Les casques bleus de la MONUSCO en pleine sécurisation des civils contre les tirs d'une milice à Lopa/Djugu. Photo-archives. 23/7/2025 (©MONUSCO)
La Mission des Nations Unies pour la stabilisation en République démocratique du Congo (MONUSCO) a exprimé sa profonde indignation après l’attaque sanglante perpétrée dans la nuit du 26 au 27 juillet 2025 à Komanda, localité située à près de 60 km au sud-ouest de Bunia, dans le territoire d’Irumu (Ituri), une entité toujours placée sous état de siège.
Dans un communiqué officiel publié dimanche 27 juillet, la MONUSCO indique que, selon les Forces armées de la RDC (FARDC), l’attaque aurait coûté la vie à au moins 43 civils, dont 19 femmes, 15 hommes et 9 enfants, la plupart égorgés à l’arme blanche dans un lieu de culte. Des habitations et commerces ont été incendiés, aggravant une situation humanitaire déjà alarmante. Plusieurs cas d’enlèvements ont également été signalés.
« La MONUSCO condamne avec la plus grande fermeté ces actes de barbarie, qui constituent de graves violations du droit international humanitaire et des droits humains », peut-on lire dans le communiqué.
La mission onusienne appelle les autorités congolaises à diligenter une enquête indépendante afin que les auteurs de cette tuerie soient identifiés, arrêtés et traduits en justice. Elle réitère par ailleurs l’appel du Secrétaire général des Nations Unies enjoignant les groupes armés étrangers à déposer les armes sans condition et à regagner leurs pays d’origine.
Dans l’immédiat, en coordination avec les autorités locales, la MONUSCO dit avoir apporté un appui d’urgence aux victimes, notamment à travers l’organisation des inhumations et la prise en charge médicale des blessés.
« Ces attaques ciblées contre des civils sans défense, y compris dans des lieux de culte, sont révoltantes et bafouent toutes les normes du droit international humanitaire.
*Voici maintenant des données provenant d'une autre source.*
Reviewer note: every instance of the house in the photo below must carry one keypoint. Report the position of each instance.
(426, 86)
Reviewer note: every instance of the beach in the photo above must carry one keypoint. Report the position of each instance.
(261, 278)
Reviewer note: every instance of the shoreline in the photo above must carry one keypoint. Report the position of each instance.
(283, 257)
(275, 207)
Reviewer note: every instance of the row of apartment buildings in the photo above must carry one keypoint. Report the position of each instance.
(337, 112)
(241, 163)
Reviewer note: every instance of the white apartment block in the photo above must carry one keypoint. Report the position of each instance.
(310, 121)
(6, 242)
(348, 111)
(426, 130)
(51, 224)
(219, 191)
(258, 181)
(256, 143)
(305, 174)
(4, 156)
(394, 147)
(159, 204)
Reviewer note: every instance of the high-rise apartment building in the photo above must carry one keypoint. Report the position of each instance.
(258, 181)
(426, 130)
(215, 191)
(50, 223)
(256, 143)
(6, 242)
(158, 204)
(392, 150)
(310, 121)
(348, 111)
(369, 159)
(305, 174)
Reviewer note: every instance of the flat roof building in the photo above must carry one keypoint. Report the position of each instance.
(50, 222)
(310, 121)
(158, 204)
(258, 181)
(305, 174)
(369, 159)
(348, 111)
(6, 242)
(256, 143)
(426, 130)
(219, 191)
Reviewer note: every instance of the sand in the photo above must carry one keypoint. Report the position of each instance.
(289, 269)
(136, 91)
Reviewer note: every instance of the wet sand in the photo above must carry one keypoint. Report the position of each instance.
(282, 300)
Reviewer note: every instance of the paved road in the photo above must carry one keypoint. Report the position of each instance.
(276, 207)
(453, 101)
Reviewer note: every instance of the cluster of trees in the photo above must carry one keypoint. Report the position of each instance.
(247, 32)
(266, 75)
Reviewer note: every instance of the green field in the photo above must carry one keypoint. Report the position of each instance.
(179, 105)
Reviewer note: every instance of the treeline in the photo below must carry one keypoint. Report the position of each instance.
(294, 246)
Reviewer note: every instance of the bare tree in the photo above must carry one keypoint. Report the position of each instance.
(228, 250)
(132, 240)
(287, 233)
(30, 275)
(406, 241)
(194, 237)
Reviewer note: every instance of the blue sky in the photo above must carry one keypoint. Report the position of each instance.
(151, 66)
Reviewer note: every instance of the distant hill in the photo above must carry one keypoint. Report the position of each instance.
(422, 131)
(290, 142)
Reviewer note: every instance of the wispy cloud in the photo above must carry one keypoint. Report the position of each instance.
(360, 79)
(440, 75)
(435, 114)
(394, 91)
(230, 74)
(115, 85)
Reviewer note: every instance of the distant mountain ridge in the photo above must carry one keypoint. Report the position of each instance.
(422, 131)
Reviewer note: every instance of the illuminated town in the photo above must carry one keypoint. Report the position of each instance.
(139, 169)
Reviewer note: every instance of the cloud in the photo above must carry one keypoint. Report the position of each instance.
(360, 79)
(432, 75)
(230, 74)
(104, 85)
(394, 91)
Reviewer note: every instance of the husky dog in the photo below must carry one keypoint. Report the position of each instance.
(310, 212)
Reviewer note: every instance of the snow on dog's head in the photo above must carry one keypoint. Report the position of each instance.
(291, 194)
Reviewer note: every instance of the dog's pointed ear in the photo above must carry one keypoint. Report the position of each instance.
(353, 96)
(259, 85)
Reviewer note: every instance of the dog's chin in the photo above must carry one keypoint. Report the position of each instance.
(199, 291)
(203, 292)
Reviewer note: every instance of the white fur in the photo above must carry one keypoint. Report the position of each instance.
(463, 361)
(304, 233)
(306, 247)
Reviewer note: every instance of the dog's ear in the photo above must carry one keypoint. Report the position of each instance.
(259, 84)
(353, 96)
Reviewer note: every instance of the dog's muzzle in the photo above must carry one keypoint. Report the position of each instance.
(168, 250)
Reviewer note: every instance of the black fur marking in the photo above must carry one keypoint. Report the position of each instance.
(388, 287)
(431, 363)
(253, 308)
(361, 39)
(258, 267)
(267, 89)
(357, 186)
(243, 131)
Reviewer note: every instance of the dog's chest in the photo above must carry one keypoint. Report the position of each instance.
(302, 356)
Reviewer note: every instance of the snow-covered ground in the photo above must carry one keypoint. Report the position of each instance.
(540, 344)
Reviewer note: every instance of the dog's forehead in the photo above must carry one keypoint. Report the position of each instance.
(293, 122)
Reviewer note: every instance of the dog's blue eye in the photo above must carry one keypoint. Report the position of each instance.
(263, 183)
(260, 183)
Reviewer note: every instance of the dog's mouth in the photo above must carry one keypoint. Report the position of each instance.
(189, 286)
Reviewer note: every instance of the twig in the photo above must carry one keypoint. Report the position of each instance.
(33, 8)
La MONUSCO poursuivra sans relâche son engagement aux côtés des autorités congolaises pour assurer la protection des populations civiles, conformément à son mandat », a déclaré Vivian Van de Perre, Représentante spéciale adjointe du Secrétaire général de l’ONU et cheffe par intérim de la mission, cité dans le communiqué.